Réfléchir à un projet de vie ? Ce n’est pas donné à tout le monde. Peut-être qu’on se le fait inconsciemment. Déjà enfant, nous le faisons : « Quand je serai grand, je serai maitresse ».

Mais c’est quoi exactement un projet de vie ? C’est se donner un but dans sa vie et se donner les moyens pour y arriver. C’est se sentir acteur de sa vie et que l’on peut influer sur notre avenir sur le présent.
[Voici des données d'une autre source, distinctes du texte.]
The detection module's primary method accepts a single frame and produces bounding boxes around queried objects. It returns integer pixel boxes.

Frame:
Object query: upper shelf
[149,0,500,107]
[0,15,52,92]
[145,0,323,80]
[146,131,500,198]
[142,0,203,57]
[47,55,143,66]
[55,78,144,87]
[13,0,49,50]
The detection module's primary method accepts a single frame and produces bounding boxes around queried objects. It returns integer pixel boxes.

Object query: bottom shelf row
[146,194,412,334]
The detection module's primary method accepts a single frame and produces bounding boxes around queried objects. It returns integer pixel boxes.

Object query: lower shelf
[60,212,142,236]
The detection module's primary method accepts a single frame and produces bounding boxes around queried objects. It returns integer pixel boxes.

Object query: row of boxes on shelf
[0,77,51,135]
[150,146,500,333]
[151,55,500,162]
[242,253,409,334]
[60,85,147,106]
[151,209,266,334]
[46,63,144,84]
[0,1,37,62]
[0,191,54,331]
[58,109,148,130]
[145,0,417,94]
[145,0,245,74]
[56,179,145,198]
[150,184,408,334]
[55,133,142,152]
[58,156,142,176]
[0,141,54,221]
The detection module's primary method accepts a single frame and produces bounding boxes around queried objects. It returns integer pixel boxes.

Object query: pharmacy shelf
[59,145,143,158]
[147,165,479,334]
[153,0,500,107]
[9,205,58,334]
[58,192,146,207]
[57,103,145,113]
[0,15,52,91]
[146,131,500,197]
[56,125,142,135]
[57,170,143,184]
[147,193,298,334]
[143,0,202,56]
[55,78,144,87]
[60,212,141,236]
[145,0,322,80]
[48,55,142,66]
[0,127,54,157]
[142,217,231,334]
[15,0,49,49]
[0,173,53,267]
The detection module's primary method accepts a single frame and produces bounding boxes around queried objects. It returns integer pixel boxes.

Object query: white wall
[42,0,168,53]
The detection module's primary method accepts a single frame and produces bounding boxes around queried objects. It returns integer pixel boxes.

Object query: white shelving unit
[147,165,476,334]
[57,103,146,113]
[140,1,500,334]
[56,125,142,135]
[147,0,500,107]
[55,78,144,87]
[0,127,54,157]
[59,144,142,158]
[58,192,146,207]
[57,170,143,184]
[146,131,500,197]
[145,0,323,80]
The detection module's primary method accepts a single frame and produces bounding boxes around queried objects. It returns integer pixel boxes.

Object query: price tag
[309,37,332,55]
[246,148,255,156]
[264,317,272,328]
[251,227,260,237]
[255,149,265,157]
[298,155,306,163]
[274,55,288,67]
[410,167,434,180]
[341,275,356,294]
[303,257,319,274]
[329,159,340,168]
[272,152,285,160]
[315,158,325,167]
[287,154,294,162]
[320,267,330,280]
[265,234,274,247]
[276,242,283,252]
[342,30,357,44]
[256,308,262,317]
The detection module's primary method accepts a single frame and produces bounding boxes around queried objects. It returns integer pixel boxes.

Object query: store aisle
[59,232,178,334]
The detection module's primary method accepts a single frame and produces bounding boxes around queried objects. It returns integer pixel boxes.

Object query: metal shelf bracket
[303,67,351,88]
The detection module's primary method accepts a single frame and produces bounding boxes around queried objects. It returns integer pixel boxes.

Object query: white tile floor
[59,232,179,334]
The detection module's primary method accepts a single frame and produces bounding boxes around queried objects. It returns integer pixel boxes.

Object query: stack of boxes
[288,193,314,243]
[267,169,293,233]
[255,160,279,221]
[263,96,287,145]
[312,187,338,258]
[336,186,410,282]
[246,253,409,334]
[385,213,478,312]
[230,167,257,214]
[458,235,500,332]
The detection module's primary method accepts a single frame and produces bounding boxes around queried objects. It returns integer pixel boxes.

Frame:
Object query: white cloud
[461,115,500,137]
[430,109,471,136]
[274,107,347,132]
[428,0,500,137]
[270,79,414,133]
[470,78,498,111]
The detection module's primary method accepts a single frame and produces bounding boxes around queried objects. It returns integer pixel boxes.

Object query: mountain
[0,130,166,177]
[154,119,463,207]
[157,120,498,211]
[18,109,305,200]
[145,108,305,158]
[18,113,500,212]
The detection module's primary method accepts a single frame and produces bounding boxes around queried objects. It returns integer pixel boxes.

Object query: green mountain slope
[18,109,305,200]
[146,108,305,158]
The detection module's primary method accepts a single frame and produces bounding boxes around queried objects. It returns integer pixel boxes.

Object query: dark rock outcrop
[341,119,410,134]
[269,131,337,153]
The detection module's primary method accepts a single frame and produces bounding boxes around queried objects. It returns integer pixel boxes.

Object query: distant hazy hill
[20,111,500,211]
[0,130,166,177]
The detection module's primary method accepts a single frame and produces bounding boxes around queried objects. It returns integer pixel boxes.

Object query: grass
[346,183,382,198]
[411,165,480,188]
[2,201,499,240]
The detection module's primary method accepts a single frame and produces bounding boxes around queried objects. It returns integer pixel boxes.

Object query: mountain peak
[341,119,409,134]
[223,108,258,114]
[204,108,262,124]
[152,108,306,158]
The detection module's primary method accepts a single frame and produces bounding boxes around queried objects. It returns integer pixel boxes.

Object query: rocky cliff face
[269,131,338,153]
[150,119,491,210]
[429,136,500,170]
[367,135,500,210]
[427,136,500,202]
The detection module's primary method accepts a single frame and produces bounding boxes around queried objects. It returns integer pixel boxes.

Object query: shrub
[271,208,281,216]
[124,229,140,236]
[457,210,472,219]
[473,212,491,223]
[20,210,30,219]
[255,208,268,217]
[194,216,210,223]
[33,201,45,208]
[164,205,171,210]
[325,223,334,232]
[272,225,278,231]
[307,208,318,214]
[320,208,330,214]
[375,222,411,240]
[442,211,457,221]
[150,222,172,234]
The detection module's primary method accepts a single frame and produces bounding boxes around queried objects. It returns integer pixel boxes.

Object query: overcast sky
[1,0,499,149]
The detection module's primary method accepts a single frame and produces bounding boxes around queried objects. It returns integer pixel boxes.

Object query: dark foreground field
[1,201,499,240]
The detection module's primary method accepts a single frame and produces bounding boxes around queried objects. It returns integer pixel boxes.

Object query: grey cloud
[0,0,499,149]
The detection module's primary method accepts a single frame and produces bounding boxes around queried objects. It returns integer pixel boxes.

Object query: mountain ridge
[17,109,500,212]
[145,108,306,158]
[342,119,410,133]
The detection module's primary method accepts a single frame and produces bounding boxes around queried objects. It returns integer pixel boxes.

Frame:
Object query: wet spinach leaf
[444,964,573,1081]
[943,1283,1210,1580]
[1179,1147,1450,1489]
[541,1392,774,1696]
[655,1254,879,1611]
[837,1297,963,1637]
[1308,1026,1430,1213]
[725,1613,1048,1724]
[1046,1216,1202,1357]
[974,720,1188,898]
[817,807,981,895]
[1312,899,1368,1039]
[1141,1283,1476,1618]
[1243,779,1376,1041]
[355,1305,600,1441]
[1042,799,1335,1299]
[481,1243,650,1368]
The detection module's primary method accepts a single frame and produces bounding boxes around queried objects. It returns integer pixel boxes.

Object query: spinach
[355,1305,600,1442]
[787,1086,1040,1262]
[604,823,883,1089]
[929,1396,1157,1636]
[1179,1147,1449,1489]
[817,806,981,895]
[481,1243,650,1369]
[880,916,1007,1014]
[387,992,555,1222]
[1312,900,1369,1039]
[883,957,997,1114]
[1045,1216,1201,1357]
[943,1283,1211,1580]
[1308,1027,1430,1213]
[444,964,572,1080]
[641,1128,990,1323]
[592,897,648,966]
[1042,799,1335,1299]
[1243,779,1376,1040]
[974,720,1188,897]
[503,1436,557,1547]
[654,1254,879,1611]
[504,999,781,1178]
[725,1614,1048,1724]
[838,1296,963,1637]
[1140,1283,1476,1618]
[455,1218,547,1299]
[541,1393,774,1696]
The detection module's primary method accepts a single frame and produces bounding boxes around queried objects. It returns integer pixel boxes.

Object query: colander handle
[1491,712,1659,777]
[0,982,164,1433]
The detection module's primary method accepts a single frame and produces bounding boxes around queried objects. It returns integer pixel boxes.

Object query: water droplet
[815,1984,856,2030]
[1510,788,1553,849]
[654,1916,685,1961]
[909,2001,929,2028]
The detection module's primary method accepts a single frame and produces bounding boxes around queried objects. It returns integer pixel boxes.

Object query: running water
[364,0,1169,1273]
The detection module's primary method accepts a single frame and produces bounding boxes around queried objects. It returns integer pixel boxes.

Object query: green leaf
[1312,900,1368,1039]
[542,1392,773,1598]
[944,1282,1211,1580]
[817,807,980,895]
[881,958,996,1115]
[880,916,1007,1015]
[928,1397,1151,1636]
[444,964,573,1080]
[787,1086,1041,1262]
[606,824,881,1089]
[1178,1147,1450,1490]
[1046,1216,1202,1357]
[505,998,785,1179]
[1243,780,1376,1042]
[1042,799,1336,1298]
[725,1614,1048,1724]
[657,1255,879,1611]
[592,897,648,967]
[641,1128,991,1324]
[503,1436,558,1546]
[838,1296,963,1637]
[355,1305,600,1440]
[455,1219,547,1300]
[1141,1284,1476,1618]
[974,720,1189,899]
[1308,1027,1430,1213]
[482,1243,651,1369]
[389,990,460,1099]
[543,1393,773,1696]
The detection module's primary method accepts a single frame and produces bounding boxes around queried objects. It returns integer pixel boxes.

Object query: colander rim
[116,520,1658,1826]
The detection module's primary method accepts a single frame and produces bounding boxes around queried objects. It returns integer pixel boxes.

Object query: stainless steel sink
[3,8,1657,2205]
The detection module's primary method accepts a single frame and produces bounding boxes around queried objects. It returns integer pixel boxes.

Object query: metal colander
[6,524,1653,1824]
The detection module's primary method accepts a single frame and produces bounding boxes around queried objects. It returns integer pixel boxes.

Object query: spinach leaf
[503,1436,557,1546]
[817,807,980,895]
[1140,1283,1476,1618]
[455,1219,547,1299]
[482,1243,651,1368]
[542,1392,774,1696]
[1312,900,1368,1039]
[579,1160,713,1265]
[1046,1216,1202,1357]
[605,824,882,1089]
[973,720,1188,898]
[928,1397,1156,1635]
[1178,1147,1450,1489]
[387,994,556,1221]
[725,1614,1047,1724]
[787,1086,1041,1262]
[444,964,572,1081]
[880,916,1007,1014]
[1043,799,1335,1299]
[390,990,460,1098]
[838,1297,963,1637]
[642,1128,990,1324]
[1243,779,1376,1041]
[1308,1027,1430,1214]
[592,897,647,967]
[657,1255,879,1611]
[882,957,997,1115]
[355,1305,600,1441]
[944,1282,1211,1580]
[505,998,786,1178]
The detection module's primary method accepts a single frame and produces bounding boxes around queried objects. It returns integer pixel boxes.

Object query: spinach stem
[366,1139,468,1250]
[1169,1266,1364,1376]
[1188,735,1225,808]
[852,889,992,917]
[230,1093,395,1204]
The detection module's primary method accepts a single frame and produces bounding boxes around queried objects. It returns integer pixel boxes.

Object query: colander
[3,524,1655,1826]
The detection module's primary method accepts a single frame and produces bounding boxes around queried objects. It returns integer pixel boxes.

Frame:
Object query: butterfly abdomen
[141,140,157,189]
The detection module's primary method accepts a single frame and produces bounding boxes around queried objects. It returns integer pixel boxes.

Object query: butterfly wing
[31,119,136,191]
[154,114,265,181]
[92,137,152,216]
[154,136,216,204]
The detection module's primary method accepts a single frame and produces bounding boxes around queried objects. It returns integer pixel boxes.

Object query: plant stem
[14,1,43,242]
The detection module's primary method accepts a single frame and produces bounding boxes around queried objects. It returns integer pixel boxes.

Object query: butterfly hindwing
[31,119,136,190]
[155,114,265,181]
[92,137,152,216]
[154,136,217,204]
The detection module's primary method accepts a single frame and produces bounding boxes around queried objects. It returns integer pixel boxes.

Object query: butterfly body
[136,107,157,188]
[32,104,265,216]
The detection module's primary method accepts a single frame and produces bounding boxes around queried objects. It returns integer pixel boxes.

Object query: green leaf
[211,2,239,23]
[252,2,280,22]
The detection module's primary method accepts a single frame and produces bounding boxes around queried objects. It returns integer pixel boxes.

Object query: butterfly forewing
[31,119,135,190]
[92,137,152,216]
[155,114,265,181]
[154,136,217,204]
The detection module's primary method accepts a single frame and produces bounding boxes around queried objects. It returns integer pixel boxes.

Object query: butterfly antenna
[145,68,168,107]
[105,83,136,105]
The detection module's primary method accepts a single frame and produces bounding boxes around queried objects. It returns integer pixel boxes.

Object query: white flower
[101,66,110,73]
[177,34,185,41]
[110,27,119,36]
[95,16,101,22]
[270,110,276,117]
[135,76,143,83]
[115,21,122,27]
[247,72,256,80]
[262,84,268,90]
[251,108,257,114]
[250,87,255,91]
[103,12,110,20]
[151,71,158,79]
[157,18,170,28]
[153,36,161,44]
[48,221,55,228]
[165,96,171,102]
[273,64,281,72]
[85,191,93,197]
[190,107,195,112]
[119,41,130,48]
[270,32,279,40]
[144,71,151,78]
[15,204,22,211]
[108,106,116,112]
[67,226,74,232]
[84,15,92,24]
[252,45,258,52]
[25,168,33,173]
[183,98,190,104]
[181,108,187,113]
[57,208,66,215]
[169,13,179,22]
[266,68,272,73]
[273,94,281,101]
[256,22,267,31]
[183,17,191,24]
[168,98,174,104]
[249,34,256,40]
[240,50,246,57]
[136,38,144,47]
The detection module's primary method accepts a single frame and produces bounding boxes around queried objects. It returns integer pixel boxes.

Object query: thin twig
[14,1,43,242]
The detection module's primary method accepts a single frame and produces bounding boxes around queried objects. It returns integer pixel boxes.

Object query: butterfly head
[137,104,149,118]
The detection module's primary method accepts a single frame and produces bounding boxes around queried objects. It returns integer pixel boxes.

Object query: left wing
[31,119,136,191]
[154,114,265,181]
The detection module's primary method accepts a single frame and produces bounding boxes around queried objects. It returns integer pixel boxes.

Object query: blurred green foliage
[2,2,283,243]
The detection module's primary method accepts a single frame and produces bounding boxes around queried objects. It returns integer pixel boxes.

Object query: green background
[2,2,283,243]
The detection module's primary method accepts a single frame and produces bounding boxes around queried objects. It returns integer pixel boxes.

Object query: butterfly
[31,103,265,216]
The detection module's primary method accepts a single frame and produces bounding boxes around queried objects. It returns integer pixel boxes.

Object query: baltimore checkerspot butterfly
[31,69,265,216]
C’est pouvoir envisager ce que sera nos lendemains ? On les souhaite tout confort, ou bien être assisté, indépendant, être fonctionnaire ou non, être à la campagne ou en ville ?

Dans le cadre de l’accompagnement des personnes, comment faire en sorte que leur projet de vie soit la leur et qu’il ne soit pas plaqué sur nos attentes inconscientes ?

Un projet de vie, cela demande de la réflexion, de se connaitre et de connaitre un peu le monde qui nous entoure.

Est-ce un luxe de prendre le temps de savoir qu’elle est exactement notre projet de vie ?

Je dirais qu’elle est essentielle pour chacun si nous voulons nous épanouir dans un contexte qui nous convienne le mieux.

Je vous souhaite de prendre le temps et que vous puissiez réaliser vos projets, et pour ceux qui accompagnent des personnes, du courage et de la patience.